Enclosure, Dunbell Big, Co. Kilkenny
Co. Kilkenny |
Enclosures
In a field in Dunbell Big, County Kilkenny, something that has not been visible at ground level for perhaps a thousand years or more briefly made itself known from the air.
On 16 July 1971, an aerial photograph captured what is known as a cropmark, the faint but legible trace of a buried fosse, or defensive ditch, showing through the differential growth of crops above it. The outline it revealed was roughly square, measuring around 35 metres on its northeast to southwest axis, and it was not alone.
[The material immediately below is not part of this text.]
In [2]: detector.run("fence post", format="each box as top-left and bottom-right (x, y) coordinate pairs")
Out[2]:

Immediately to the southeast, the same photograph picked out a second enclosure, slightly larger and also sub-square in shape, which appears to be conjoined with the first at their shared corner. Cropmark evidence of this kind is read by archaeologists as the ghost of a former enclosure, a type of enclosed settlement that was common across early medieval Ireland, typically defined by one or more earthen banks and ditches and used for farmsteads, religious sites, or other organised habitation. The two enclosures at Dunbell Big seem to have been physically linked, suggesting they may have functioned together as part of a single complex rather than as separate, unrelated sites. What makes the location more striking still is the density of similar sites nearby. Several other enclosures have been identified within a radius of roughly 330 metres, clustering in a pattern that points to sustained and organised activity in this landscape over a long period.